A 1998 study “Does Drug Use Cause Poverty?” by The Economic Analysis of Substance Use and Abuse showed that there was a positive relationship between poverty and cannabis abuse, even when controlling for certain familial factors. The author Robert Kaestner even implied that the substance abuse might be a causal factor in many negative social and economic outcomes, including poverty. He found that drug consumption had its greater effect at the lowest income levels.

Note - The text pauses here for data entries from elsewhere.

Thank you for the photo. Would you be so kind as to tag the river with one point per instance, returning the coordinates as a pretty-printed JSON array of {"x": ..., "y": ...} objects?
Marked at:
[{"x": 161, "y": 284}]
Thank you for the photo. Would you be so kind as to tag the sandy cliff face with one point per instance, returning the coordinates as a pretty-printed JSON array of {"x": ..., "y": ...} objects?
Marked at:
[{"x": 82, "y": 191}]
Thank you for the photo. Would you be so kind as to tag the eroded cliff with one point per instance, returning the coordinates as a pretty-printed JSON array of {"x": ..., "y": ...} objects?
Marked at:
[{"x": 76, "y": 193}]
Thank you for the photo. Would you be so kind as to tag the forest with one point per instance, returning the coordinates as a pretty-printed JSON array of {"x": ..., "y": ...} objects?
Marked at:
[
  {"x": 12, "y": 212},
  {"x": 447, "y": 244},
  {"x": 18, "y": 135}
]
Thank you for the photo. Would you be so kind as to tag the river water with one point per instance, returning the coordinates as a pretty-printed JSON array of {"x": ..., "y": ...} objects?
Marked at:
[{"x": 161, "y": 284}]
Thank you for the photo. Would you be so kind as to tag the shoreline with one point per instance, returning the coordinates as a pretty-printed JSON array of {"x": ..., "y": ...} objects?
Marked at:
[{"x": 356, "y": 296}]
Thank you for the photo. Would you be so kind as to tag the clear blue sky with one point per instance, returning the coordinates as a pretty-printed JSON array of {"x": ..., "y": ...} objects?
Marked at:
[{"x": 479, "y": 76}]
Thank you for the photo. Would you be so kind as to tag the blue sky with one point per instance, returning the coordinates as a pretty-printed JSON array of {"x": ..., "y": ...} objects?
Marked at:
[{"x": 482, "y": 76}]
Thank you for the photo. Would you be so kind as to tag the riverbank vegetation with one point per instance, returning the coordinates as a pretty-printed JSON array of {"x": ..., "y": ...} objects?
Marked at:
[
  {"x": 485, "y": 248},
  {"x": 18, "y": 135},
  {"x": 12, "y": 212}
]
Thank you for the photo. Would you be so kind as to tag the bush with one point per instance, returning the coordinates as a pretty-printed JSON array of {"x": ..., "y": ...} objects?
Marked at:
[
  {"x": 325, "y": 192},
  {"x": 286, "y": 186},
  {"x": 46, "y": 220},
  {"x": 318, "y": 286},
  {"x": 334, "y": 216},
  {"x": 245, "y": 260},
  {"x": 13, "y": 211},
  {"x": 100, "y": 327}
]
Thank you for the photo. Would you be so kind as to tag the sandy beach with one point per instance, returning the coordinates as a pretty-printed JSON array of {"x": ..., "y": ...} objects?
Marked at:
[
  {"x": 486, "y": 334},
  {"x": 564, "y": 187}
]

It seems that there is a definite link and, perhaps, even some causal effect between drug abuse and poverty. Of course, the study had various limitations. Obviously, the findings are slightly far-fetched. Although evidence seems to suggest that marijuana use may cause poverty, extending this logic to an extreme would be absurd. However, many researchers would agree with the author that those with relatively heavy use have the highest rates of poverty.
But could the causal effect also run the other way? Another study found that illiteracy, poverty, low income, and unemployment could be factors leading to drug abuse. Those who left school early, live in poor housing, and are unemployed, particularly long-term, are more prone to substance abuse than people who do not fit into these categories.
The conventional logic looks simple: if drugs and drug abuse are mixed with poverty and homelessness, if it seems reasonable that drugs play a significant role in causing poverty, criminalizing drugs and taking them out of the equation will help solve the problems. But it is not so simple. First, the causation does not necessarily go from marijuana use to poverty. Poverty may cause people to abuse drugs; mental illnesses may cause both poverty and self-medication. Second, the prohibition of drugs has not been effective at eradicating their use. Trade in illegal substances results in violence because of the high profits and demand from consumers. Violence and corruption associated with illegal drug trade undermine economic development and keep millions in poverty. Drug trade tends to most adversely affect the poor.
While the intensity of drug-related violence is the highest when associated with drug production and trafficking, these do not necessarily produce violence. Since California removed low-level marijuana offenses from the criminal justice system, overall crime has plummeted by almost one-third—to levels never seen before. Meanwhile, non-marijuana drug arrests for Californians have also decreased 23 percent, so the gateway theory was fully debunked.
Regardless of the presidential matchup, cannabis initiatives will make it absolutely impossible for lawmakers to ignore the marijuana issue, as they have done so often in the past.